In premodern Japanese, it was traditional for a prestigious or extremely honorable man whose name was read with kun'yomi to have the reading of his personal name changed to on'yomi in certain situations, a process called 有職読み【ゆうそくよみ】. (Women virtually never had 有職読み, presumably because Heian period women were not supposed to read kanbun.) Some notable examples of this include:
- 源 頼光 Minamoto no Yorimitsu (944-1021), who became Minamoto no Raikô
- 徳川 慶喜 Tokugawa Yoshinobu (1837 - 1913), who became Tokugawa Keiki
- 伊藤 博文 Itô Hirobumi (1841 - 1909), who became Itô Hakubun
- 原 敬 Hara Takashi (1856 - 1921), who became Hara Kei
I have read that 有職読み applies especially after the individual's death. However, Wikipedia doesn't bear this out and it also has some odd counterexamples:
- 野沢 那智 Nozawa Nachi (1938 – 2010) was asked whether his personal name's real reading was Yasutomo and said that he wasn't sure.

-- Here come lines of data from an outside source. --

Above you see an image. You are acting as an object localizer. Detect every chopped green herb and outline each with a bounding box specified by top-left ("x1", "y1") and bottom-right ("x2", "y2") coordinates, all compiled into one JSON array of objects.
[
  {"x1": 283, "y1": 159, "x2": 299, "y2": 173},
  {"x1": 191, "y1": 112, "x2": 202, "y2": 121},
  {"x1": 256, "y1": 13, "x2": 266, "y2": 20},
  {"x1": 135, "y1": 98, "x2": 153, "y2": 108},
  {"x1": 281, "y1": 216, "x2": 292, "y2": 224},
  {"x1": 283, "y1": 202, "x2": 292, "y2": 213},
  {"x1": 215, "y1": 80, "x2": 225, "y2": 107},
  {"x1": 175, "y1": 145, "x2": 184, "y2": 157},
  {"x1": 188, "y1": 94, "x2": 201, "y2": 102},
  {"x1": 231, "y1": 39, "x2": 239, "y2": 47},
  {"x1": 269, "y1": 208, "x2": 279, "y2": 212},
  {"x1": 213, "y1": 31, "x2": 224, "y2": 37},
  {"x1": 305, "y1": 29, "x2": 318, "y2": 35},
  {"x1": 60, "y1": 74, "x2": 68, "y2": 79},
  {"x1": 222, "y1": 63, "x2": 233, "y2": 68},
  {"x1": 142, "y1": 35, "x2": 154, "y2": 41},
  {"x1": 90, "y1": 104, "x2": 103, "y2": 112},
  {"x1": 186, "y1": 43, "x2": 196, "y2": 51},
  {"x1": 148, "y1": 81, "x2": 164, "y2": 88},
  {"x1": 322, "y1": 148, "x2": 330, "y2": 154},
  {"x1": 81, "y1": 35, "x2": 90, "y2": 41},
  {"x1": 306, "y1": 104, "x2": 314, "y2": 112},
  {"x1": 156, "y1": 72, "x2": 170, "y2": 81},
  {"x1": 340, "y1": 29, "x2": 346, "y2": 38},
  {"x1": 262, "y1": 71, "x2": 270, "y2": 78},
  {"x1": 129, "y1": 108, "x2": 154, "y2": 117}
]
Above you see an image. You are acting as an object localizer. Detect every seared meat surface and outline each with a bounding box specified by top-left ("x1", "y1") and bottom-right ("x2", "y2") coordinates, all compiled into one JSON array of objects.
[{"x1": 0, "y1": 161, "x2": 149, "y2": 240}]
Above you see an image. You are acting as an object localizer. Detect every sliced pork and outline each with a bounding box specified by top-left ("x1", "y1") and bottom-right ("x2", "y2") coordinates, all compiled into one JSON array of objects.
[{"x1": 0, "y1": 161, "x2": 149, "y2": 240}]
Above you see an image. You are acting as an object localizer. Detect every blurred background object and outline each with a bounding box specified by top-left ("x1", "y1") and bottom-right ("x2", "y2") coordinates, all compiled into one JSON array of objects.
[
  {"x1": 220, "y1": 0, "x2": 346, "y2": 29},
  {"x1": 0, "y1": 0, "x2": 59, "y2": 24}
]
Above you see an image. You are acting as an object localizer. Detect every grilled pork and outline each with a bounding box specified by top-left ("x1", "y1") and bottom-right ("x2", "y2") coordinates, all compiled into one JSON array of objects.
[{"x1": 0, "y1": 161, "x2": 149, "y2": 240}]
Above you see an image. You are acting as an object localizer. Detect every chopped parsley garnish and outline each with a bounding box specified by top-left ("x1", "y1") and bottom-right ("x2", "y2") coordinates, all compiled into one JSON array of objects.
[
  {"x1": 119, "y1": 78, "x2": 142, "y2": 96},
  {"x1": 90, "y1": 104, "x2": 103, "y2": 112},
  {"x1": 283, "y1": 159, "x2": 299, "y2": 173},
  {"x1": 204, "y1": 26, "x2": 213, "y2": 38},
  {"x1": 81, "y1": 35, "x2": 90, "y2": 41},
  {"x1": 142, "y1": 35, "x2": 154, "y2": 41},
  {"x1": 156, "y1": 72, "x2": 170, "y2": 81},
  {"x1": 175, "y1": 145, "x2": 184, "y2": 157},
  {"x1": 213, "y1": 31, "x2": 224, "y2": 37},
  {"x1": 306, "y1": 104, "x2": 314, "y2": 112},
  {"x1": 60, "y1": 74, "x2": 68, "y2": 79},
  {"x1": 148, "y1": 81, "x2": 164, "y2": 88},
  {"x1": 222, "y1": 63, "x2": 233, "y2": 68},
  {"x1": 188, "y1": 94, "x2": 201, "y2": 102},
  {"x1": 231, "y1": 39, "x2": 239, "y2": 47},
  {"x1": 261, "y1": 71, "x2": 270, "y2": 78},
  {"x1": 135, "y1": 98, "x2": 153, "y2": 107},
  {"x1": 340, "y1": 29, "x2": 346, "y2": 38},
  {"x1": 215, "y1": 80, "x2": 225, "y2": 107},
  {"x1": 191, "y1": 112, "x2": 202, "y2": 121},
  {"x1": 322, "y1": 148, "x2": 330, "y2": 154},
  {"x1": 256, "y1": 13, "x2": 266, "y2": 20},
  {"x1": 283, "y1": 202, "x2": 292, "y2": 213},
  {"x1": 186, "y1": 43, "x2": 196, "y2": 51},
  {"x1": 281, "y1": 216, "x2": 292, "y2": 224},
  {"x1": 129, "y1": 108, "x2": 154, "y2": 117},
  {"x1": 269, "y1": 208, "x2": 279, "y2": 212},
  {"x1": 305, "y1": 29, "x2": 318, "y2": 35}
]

- 横溝 正史 Yokomoto Seishi (1902 – 1981) had a kun'yomi on his birth certificate but it was never used.
So, two questions I'd like to have verified: is there a general rule by which the use of on'yomi is applied, and has it ever applied to people born after 1945? Is it entirely arbitrary, or was there a rule that was abandoned at some point?